Textbook: American History, by McDougall Littell
In addition to the text we will be using many outside primary and secondary sources. Students will have varied instruction, including lecture, self-discovery, research, simulation, cooperative and independent assignments, socratic circles, and various types of media. The curriculum for U.S. History will include the following topics:
• American Revolution
• Forming a Government
• The Constitution
• Branches of Government
• Challenges of a New Nation
• Early Presidencies
• Expanding our Borders
• Industrial Revolution
• Changes in the North and South
• Manifest Destiny and Expansion
• Civil War and Reconstruction
Course Enduring Understandings:
1. The cost of freedom is great.
2. Life, liberty, and the pursuit of happiness are the pillars of American democracy.

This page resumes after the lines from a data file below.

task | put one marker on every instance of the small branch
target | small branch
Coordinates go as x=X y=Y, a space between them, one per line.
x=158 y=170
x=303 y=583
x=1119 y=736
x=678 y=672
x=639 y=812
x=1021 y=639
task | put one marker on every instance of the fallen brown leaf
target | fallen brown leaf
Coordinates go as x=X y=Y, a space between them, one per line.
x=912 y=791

3. The events of the 1800’s continue to impact the U.S. culturally, politically, socially, and economically.
4. Immigration continues to change the face of the U.S.
5. Self-government requires a plan.
6. Unresolved differences and problems do not go away on their own.

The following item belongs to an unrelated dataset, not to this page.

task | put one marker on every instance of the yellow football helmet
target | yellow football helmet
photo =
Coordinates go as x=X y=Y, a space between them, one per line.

Course Essential Questions:
1. What events lead a nation to fight a Civil War?
2. What lessons can we learn from the failure of Reconstruction?
Student grades will be determined on a total point system. Students will receive points for their work. At the end of each grading period, students will receive a final letter grade based on their accumulated average. Letter grades will be assigned based on the school’s grading scale.* If a zero is recorded in the gradebook, note the category and take the appropriate action to complete and submit your work.
Classwork: All work not completed within the class period becomes homework unless instructed otherwise. Students risk losing out on the opportunity to receive an explanation of material if they do not complete classwork on time.
Homework: Students who miss will need to contact me if they do not understand the assignment even after looking at the Homework Chart and/or Canvas. If homework is incomplete students may be excluded from the review of the material and be asked to complete it outside of the classroom during that time. Students risk losing out on the opportunity to receive an explanation of the material if they do not submit homework on time.
Projects: Keeping pace with multi-step assignments is vital. Missed class time requires students to make up class work as homework in order to meet the deadlines. Some projects require collaboration and students who do not keep pace may be asked to complete an assignment without the benefit of their peers.
Assessments: Study Guides will be given for unit tests. Quizzes may be given with or without announcement. Retakes will not be granted unless announced by the teacher. Students who miss tests/quizzes will need to arrange a time to take the assessment.
Late Work: Students who do not submit assignments on time still have the opportunity to earn credit. Students will lose 10% of their grade on the assignment each class day it is late. Once the assignment is 5 days late, student has lost 50% of their grade, the student has the opportunity to submit the assignment until the end of the 9 weeks the assignment was due for 50% credit.